Microsoft Planetary Computer: l'IA per l'ambiente

Il gruppo di Redmond annuncia una piattaforma che facendo leva su cloud e intelligenza artificiale potrà tornare utile per proteggere il pianeta.
Il gruppo di Redmond annuncia una piattaforma che facendo leva su cloud e intelligenza artificiale potrà tornare utile per proteggere il pianeta.

A meno di una settimana dalla 50esima edizione della Giornata della Terra (22 aprile), Microsoft ha annunciato il debutto di Planetary Computer, una piattaforma che mettendo assieme le potenzialità dell’infrastruttura cloud Azure e quelle dell’intelligenza artificiale mira a offrire un contributo significativo alla tutela dell’ambiente partendo dall’analisi dei dati. Tra gli obiettivi messi nero su bianco la protezione della biodiversità che caratterizza gli ecosistemi.

Planetary Computer: cloud e IA per la sostenibilità

A parlarne Brad Smith, Presidente del gruppo di Redmond. Si delinea come un’iniziativa nell’ambito di AI for Earth a supporto di organizzazioni, aziende, startup e governi che hanno volontà di sviluppare progetti virtuosi da questo punto di vista.

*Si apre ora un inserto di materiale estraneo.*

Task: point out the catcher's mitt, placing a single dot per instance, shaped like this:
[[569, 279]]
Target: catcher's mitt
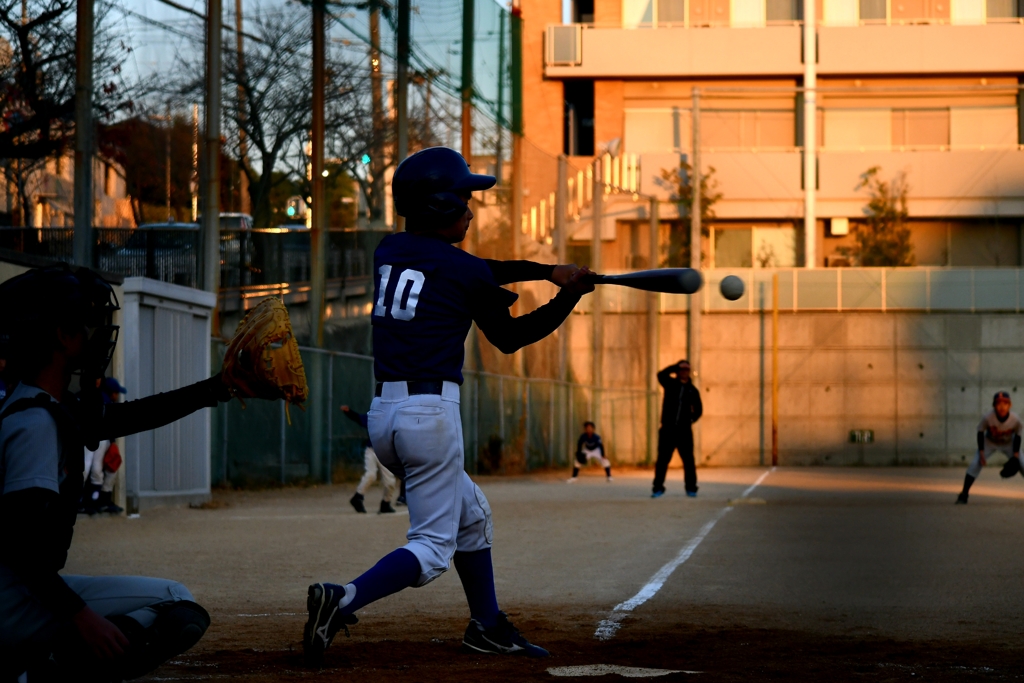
[[262, 358], [1012, 467]]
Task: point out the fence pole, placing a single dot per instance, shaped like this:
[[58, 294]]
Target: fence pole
[[283, 444], [695, 232], [330, 415], [525, 422], [774, 369]]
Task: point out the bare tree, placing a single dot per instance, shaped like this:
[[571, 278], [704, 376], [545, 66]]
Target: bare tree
[[37, 83], [677, 180], [884, 240]]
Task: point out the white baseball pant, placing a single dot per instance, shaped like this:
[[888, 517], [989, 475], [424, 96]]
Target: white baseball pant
[[595, 454], [419, 438], [371, 465], [990, 450]]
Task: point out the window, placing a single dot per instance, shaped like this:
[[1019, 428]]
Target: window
[[857, 129], [983, 126], [1004, 9], [872, 11], [783, 10], [921, 128], [841, 12], [671, 11], [579, 118]]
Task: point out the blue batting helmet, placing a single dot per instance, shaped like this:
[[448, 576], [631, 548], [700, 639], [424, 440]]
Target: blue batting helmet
[[427, 184]]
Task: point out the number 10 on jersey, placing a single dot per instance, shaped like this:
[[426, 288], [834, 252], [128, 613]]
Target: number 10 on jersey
[[411, 281]]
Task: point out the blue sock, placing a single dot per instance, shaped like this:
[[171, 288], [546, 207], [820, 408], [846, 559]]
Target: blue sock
[[477, 577], [395, 571]]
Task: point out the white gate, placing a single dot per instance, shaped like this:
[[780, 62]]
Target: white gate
[[166, 342]]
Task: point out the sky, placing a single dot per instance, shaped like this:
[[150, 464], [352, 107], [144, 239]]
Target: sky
[[436, 31]]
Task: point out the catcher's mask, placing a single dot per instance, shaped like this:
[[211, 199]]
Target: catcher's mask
[[36, 303], [427, 186]]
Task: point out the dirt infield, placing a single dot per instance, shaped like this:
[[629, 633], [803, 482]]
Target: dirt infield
[[818, 574]]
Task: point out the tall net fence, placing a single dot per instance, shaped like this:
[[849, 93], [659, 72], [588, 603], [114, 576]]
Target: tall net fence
[[510, 425]]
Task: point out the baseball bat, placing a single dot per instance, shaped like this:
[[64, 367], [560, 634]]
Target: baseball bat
[[669, 281]]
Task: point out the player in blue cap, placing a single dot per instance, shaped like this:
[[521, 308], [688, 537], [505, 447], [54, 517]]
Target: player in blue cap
[[427, 294]]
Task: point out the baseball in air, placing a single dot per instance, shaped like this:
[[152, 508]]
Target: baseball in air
[[731, 288]]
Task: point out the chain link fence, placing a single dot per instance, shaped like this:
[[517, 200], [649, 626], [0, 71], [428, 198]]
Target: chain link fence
[[510, 425]]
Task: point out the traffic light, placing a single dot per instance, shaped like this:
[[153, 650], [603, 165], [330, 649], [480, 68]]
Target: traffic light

Nel concreto, l’intersezione tra cloud e intelligenza artificiale consentirà a studiosi, ricercatori e organizzazioni di accedere ad esempio a informazioni relative alla densità degli alberi in una determinata area geografica per meglio comprendere gli effetti dei cambiamenti climatici basandosi sull’elaborazione di immagini satellitari chiamando in causa tool di machine learning. Ancora, chi opera nel settore dell’agricoltura potrà disporre di indicazioni precise (elaborate partendo da previsioni meteo e disponibilità dell’acqua) per lo sfruttamento del terreno pianificando così la produzione in modo ottimale. A questo si aggiungono pratiche legate alla gestione di risorse naturali come carbone o legna e la condivisione dei dati relativi alle specie animali che popolano un’area specifica.

L’impegno di Microsoft nel nome della sostenibilità era stato ribadito anche all’inizio dell’anno con un altro annuncio di prospettiva: l’azienda punta entro il 2030 a diventare carbon negative ovvero in grado di smaltire più emissioni rispetto a quante ne genera durante la propria attività. Un ennesimo step nel percorso di svolta green che, fortunatamente, nel corso degli ultimi anni ha visto impegnate un po’ tutte le realtà del mondo tecnologico.